Nahal Zin (in Hebrew:נחל צין Arabic: Wadi al-Fikra) is one of the largest intermittent streams in the Negev, and it is commonly seen as the border between the northern and central Negev. The stream flows from the Plain of the Winds north of the Ramon Crater, passes south and at the foot of the Ben-Gurion Institute, and continues from there. In the northern Arava, the stream is dammed by an earthen embankment, flows into the drainage systems of the Dead Sea Works, and is diverted to the northern basin of the Dead Sea. The length of the stream is about 120 kilometers, and it is the second largest intermittent stream in Israel after Nahal Paran.[1][2]

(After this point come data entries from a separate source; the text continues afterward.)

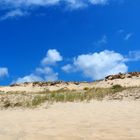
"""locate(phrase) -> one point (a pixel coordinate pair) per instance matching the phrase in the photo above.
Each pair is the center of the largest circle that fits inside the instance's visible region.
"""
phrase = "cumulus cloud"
(45, 71)
(68, 68)
(3, 72)
(102, 41)
(128, 36)
(98, 65)
(52, 57)
(13, 14)
(22, 7)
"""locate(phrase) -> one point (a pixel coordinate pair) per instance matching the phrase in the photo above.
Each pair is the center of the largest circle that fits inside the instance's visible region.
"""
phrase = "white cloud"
(98, 65)
(68, 68)
(21, 7)
(128, 36)
(3, 72)
(99, 2)
(102, 41)
(45, 72)
(133, 56)
(52, 57)
(13, 14)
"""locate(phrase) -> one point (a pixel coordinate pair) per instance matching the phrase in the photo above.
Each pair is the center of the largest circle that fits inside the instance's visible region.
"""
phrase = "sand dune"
(113, 120)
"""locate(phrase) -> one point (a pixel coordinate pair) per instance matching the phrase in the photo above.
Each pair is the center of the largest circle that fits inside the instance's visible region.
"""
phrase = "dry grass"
(62, 95)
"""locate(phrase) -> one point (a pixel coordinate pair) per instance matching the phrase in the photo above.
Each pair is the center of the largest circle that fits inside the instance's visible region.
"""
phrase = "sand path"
(73, 121)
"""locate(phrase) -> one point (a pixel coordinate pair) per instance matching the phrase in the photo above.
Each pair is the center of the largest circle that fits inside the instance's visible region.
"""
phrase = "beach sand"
(106, 120)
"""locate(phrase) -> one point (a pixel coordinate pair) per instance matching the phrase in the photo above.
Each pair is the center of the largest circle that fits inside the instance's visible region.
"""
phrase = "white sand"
(73, 121)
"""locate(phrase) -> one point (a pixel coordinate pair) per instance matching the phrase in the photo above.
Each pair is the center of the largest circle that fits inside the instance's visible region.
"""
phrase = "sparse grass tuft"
(62, 95)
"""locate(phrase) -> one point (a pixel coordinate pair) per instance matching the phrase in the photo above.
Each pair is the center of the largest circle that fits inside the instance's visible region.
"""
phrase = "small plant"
(117, 88)
(86, 88)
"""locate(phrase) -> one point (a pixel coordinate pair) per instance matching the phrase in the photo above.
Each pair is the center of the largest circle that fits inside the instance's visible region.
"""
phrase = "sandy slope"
(73, 121)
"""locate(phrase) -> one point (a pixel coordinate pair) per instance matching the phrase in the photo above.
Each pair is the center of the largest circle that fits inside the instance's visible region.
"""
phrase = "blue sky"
(68, 40)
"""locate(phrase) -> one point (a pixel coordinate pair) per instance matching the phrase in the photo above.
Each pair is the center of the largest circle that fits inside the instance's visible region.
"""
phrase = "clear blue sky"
(89, 39)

Nahal Zin has several names in Arabic, a different name for each section. The first, Wadi Nafha, flows from the high Negev mountain area to the point where the wadi turns 90 degrees east (after the Nabatean city of Avdat). The second part is called Wadi Mora after Ein Mora (the bitter spring named for its brackish waters), the lowest spring in the series of springs in the wadi's gorge (after Ein Ma'arif and Ein Avdat). The third part is Wadi Fukra, which flows from the canyon of Ein Avdat to the Dead Sea (the name means the poor stream, due to the scarcity of grazing food and the few acacia trees in the wadi).[2]

About 2 km north of the entrance to the Ein Avdat National Park, Nahal Zin forms a 'knee' where the stream turns at a right angle from north to east. The 'knee' was formed by ancient stream capture activity, where Nahal Zin captured the waters of an ancient and large stream that flowed before the formation of the Syrian-African Rift from the Edom Mountains westward to the Mediterranean Sea.

On average, about four flash floods occur annually in Nahal Zin. In 2004, a peak flow rate of 1,280 cubic meters per second was measured in the stream, the highest in Israel. In January 2010, this record was broken in Nahal Nitzana, where a flow rate of 1,420 cubic meters per second was measured. In 2007, part of the Nahal Zin channel and the erosion cliffs on both banks were declared a national park named "Sculpture Garden".[3]

  1. ^ "Nahal Zin and Nahal Havarim Loop". AllTrails.com. Retrieved 2024-08-05.
  2. ^ a b Akiva Flekser, Conversations on the Geology of Israel, Ministry of Defense - Publishing House, 1989
  3. ^ "גן לאומי גן הפסלים – iNature". inature.info. Retrieved 2024-08-05.